Sinal vermelho ligado em São Januário
A situação é de arrepiar até o vascaíno mais calejado. Em uma petição que acendeu todos os alarmes na Colina Histórica, o Vasco da Gama foi à Justiça pedir autorização para um novo empréstimo de até R$ 150 milhões. O motivo? O caixa do clube está na lona e pode simplesmente zerar até o final da próxima semana. Isso mesmo, torcedor. A coisa está feia.
O pedido, apresentado na última quinta-feira, revela a urgência que vivemos nos bastidores. Não é drama, é a mais pura e dura realidade. O dinheiro está acabando e, sem uma injeção de capital, o Gigante pode parar. É uma corrida contra o tempo para manter as luzes acesas e, principalmente, o time competitivo.
Quem vai salvar a pátria (por enquanto)?
O socorro financeiro viria da Almirante Participações S.A., a mesma empresa que já nos deu um fôlego com um empréstimo DIP de R$ 40 milhões em julho. Agora, a aposta é muito maior, mas a aprovação não é automática. A Justiça precisa dar o seu aval, e os órgãos envolvidos na nossa recuperação judicial também precisam se manifestar.
E quem está por trás da Almirante Participações? Ninguém menos que Marcos Lamacchia, o empresário que desponta como o grande favorito para adquirir a nossa tão sonhada SAF. Por questões legais, a venda não pode ser direta, mas Lamacchia tem a faca e o queijo na mão, com cláusulas que lhe dão preferência para cobrir qualquer outra proposta que apareça. Este empréstimo é mais um passo nesse tabuleiro complexo.

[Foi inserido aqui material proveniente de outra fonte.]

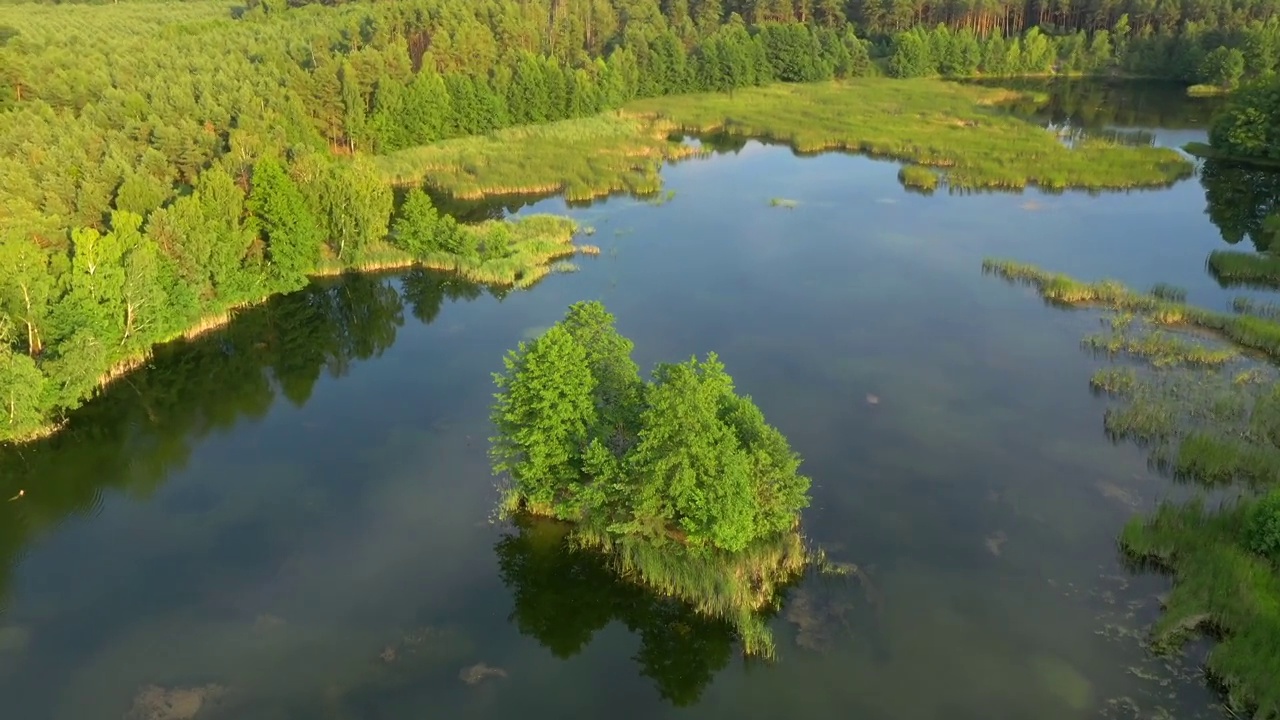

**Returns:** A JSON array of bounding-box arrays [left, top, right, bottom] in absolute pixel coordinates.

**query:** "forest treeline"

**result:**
[[0, 0, 1280, 441]]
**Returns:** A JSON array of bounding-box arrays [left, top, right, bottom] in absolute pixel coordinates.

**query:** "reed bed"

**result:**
[[1231, 297, 1280, 320], [1082, 332, 1239, 368], [1204, 250, 1280, 288], [897, 165, 938, 193], [1120, 502, 1280, 720], [983, 259, 1280, 360], [625, 78, 1193, 190], [374, 113, 703, 202], [983, 254, 1280, 720]]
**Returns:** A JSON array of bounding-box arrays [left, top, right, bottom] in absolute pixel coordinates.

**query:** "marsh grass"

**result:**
[[374, 113, 704, 201], [419, 210, 580, 288], [1231, 297, 1280, 320], [1120, 501, 1280, 720], [983, 254, 1280, 720], [571, 525, 803, 659], [1206, 250, 1280, 288], [1187, 85, 1231, 97], [625, 78, 1193, 190], [982, 259, 1280, 360], [1151, 283, 1187, 302], [1082, 331, 1239, 368], [897, 165, 938, 195]]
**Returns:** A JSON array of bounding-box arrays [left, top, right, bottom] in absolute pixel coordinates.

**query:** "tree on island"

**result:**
[[492, 295, 809, 555]]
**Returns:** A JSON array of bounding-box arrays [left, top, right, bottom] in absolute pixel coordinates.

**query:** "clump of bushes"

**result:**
[[1245, 489, 1280, 562]]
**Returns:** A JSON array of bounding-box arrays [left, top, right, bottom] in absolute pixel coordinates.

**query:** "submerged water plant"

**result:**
[[490, 302, 809, 656], [983, 254, 1280, 720]]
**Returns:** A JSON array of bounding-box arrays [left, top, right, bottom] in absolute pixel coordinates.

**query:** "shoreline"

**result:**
[[0, 240, 600, 451]]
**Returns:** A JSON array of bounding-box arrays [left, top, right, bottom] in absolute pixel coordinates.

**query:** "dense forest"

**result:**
[[0, 0, 1280, 441]]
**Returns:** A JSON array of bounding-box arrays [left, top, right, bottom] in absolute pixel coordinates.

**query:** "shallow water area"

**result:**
[[0, 81, 1264, 720]]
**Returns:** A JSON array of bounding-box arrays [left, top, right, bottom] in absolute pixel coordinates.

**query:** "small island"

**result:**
[[490, 302, 818, 657]]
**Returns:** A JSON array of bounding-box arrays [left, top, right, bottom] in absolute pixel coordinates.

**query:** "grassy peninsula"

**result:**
[[983, 260, 1280, 719], [626, 77, 1192, 190], [490, 302, 810, 656], [375, 113, 698, 201]]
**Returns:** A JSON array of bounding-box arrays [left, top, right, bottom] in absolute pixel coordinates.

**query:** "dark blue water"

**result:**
[[0, 81, 1260, 720]]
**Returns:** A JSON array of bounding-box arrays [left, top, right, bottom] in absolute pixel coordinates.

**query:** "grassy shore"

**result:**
[[1183, 142, 1280, 169], [983, 260, 1280, 720], [982, 260, 1280, 360], [625, 78, 1192, 190], [375, 113, 699, 201]]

O reflexo direto dentro de campo
Para quem acha que isso é só papo de cartola, a própria petição do clube joga a real: a crise financeira afeta DIRETAMENTE o nosso desempenho nas quatro linhas. O documento é claro como a água e admite que a falta de grana pode “provocar deterioração dos ativos, perda de competitividade e até eventual rebaixamento”.
É o terror de todo vascaíno escrito em papel timbrado. A falta de investimento pode desvalorizar o próprio clube, afugentar investidores e nos jogar de volta para o pesadelo que tanto lutamos para esquecer. O dinheiro não é para luxo, é para sobrevivência e para termos um time com a grandeza do Vasco.
Janela de transferências: a corrida contra o relógio
Como se não bastasse o caixa secando, temos outro inimigo: o calendário. A janela de transferências do futebol brasileiro fecha no dia 11 de setembro. Cada dia de demora na liberação desses R$ 150 milhões significa menos opções no mercado e menos tempo para trazer os reforços que o time tanto precisa.
O documento enviado à Justiça resume a agonia perfeitamente: “Convergem, portanto, dois marcos temporais objetivos e próximos: (i) a progressiva deterioração da liquidez da VASCO SAF; e (ii) o encerramento da janela de transferências.” É uma tempestade perfeita que precisamos atravessar.
Histórico de empréstimos e o futuro da SAF
Essa não é a primeira vez que recorremos a empréstimos para apagar incêndios. Vale lembrar que, em outubro do ano passado, o Vascão pegou R$ 80 milhões com a Crefisa, empresa de Leila Pereira, também na modalidade DIP. Esse valor tem uma condição: se Lamacchia se tornar o investidor da SAF, o dinheiro vira capital. Caso contrário, o clube terá que devolver a grana.
Fica claro, povo cruzmaltino, que o futuro do nosso futebol está amarrado a essas negociações. A aprovação deste novo empréstimo não é apenas uma questão financeira, é a diferença entre ter um time para brigar por algo este ano ou apenas lutar para não cair. Seguimos na torcida, com o coração na mão, esperando que o Gigante encontre seu rumo e volte a ter paz para trabalhar.